Oddly, this pricing policy runs counter to that at many art institutions from coast to coast -- and in Europe -- that are increasingly understanding that quick hits at the turnstile don't add up to long-range profit, nor, as important, good will. In England, national museums are free. In France, deep discounts are offered to seniors. The same in Israel.

The PMA, when hiking its general admission fee last year from $14 to $16, also, in a particularly Scrooge-like move, reduced its pay-what-wish Sundays, from every Sunday to once a month. PAFA dropped its free Sundays entirely.

Thankfully, three major Philadelphia museums have adhered to free admissions, the Woodmere Museum in Chestnut Hill, the LaSalle University Art Museum, and the University of Pennsylvania Museum. (The Penn Museum recommends a suggested donation. In other words, pay what you want).

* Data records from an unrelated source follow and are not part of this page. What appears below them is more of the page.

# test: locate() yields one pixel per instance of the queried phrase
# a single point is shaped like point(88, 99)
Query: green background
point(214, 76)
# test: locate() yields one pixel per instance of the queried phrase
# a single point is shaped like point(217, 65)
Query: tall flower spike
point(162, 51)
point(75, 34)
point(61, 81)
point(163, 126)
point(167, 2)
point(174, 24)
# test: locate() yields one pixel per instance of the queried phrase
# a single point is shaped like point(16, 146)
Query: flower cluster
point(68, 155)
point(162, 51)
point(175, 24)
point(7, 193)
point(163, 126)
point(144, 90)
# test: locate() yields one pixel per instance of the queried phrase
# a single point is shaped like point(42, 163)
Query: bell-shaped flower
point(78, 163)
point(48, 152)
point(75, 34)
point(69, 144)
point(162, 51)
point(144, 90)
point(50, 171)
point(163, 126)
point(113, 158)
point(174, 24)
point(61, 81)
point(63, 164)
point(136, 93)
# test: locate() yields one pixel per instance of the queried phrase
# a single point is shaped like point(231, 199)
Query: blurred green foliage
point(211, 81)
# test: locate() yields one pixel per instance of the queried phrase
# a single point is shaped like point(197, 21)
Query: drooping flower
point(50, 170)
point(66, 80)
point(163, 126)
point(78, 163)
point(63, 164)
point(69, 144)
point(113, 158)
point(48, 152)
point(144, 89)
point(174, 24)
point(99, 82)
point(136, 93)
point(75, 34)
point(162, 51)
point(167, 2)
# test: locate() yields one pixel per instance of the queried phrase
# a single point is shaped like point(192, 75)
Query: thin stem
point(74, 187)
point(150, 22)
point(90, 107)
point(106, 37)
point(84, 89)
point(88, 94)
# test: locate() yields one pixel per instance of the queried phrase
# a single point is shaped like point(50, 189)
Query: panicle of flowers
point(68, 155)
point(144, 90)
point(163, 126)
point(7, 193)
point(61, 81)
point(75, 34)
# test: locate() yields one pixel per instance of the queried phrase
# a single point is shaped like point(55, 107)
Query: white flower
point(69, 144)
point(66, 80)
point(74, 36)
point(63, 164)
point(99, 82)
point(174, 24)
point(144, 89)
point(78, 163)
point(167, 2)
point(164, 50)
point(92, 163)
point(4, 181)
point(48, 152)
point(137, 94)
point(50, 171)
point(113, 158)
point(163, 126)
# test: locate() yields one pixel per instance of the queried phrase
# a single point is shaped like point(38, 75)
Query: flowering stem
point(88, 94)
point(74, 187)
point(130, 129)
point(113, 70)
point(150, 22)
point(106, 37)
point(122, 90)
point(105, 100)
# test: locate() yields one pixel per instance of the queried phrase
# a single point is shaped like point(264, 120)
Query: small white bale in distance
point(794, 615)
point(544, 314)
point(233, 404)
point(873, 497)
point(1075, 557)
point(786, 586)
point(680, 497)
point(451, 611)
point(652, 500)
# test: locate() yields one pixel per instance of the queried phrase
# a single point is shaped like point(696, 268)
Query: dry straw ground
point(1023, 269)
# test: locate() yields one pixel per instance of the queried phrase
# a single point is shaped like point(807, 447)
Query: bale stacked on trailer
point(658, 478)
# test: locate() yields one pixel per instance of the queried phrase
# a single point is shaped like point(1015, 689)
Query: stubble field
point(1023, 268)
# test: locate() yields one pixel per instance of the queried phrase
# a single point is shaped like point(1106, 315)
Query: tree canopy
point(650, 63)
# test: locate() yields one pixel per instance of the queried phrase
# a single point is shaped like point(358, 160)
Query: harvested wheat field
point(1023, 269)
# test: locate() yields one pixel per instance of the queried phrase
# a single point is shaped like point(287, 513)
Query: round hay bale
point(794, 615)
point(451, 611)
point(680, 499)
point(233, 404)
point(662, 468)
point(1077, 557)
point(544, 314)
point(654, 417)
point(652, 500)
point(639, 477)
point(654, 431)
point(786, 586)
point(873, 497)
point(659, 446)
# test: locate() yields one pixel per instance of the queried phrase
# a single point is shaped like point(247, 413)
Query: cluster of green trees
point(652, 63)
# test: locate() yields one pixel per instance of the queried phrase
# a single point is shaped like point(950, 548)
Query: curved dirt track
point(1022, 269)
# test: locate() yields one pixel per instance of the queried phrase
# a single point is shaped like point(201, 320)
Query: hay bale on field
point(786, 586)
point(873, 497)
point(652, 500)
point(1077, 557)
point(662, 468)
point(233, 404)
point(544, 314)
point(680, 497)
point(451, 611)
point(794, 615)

These Philly museums, and others around the world, understand that free-will offerings improve the bottom line in non-intuitive ways. More people means more spending in museums stores. At the PMA, more people also means more people parking in its lucratively income-producing parking garage. And lastly, of course, free admissions bring great art to all the people -- despite their incomes.

The PMA, one of the world's great museums, has yet another reason to adopt a free-will offering as its business model -- a legal one. This, especially, since the PMA is often scolded as a habitat for the bourgeoisie, for the haves and the have mores.

The legal issue? We -- the citizens of Philadelphia -- own the building that houses the PMA.

A similar founding charter governs the Metropolitan Museum of Art in New York. Thus, the reason that the Met is free -- well, almost. Pay what you wish, but at least a penny.

The PMA hasn't been held to the Met's example. This, despite millions being poured in to the museum's coffers annually by a half dozen taxpayer-funded agencies.

At the PMA, at least, don't expect any free-will offering anytime soon. True, Timothy Rub, the museum's director, inaugurated a free admission when he served at the Cleveland Museum of Art. But so far, unless you're a member, that will be $16 per visit. Oh yeah, $14 if you're a senior.